More sensible (albeit not from the perspective of the public purse) if Hunt wants to foment a share-owning democracy would be to give a chunk of the NatWest stake away for free. Handing Britons a small slice of the state-owned stock might cost Hunt £2.5bn, but it could yield lasting benefits for British business.
The government’s 39% stake is currently worth in the region of £7bn. A £2.5bn giveaway might involve roughly 15% of NatWest shares. Getting shot of this perennially troublesome investment for the government won’t be achievable before the country goes to the polls, but Hunt’s belief that there’s enough time to make a major dent in it will be sorely tested.
Sale may be best way to end this sorry Saga
What an apt name Saga has turned out to be; despite myriad corporate pivots, capital-raisings and changes of leadership over many years, the company’s balance sheet is still in a mess.
The latest management overhaul, announced this week, sees Euan Sutherland exiting as chief executive. Under his stewardship, Saga’s shares have fallen from 720p on the day he joined in January 2020 to around 115-120p at the start of this month.
That comparison isn’t quite like-for-like, because of a share consolidation which has taken place since then. Nevertheless, the company’s market capitalisation now stands at around £175m, even as the company groans under more than £650m of net borrowings. It’s lucky Saga’s two cruise ships aren’t laden with that debt-pile or they wouldn’t remain afloat for very long.
“What an apt name Saga has turned out to be…the company’s balance sheet is still in a mess.”
Its board, as I reported this week, has now instructed Lazard to review its refinancing options, and come up with clever new ways to shore up its balance sheet ahead of a £150m bond repayment due next May.
The most logical answer would be to revive the sale of its insurance underwriting arm, a process it pulled earlier this year as its board cited a material shortfall in value because of underlying conditions in the motor insurance market.
Saga’s board, chaired by Roger De Haan, looks boxed in, however, so relaunching an auction looks likely the least unpalatable of the options available to it.
Another, I’m told, would be to extend the borrowings secured against the Spirit of Adventure and Spirit of Destiny, its two ocean-going vessels.
With hindsight, the decision to reject a takeover bid for the company in 2020 has increasingly looked like a mistake.
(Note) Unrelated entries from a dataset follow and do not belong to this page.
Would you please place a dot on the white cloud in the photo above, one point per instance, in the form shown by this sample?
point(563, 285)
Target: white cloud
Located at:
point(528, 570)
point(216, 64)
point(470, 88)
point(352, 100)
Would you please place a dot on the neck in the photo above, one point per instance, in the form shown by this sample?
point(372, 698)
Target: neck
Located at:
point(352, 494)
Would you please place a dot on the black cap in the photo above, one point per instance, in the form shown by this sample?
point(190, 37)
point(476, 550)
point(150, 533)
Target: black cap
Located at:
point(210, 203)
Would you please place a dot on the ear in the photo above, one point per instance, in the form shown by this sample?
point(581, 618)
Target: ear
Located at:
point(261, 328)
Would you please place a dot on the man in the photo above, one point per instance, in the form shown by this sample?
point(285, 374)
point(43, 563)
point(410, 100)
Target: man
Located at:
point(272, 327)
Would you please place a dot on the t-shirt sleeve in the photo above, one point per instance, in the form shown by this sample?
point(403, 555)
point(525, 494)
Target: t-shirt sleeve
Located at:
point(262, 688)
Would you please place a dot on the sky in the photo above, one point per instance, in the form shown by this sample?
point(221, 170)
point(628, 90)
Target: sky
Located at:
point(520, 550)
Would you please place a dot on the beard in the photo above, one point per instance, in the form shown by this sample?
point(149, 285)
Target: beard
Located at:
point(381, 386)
Shopping it around and removing it from the glare of public markets as it restructures might yet be the optimal way to end this particular Saga.
Buckland joins Tories’ moves to light fire under regulators
Economic regulators, beware. Bim Afolami, the new City minister, might only get a year in his job (which would make him a veteran by the standards of, say, the Truss administration) but he’s already making strides by moving to light a fire under industry watchdogs including the Financial Reporting Council, Ofcom and Ofgem.
Among the groups pressing for such a shift has been the Regulatory Reform Group (RRG), a coalition of private sector companies and parliamentarians – and chaired until his arrival at the Treasury by Afolami.
I understand that the RRG plans to name Robert Buckland, the former Welsh secretary who also had a spell at the Ministry of Justice, as his successor.
Kemi Badenoch, the business and trade secretary, has signalled her desire to reorient the UK’s economic regulators towards a growth objective. With Afolami joining the party, and Buckland about to do the same, don’t be surprised if you hear more about the RRG in the race towards the general election.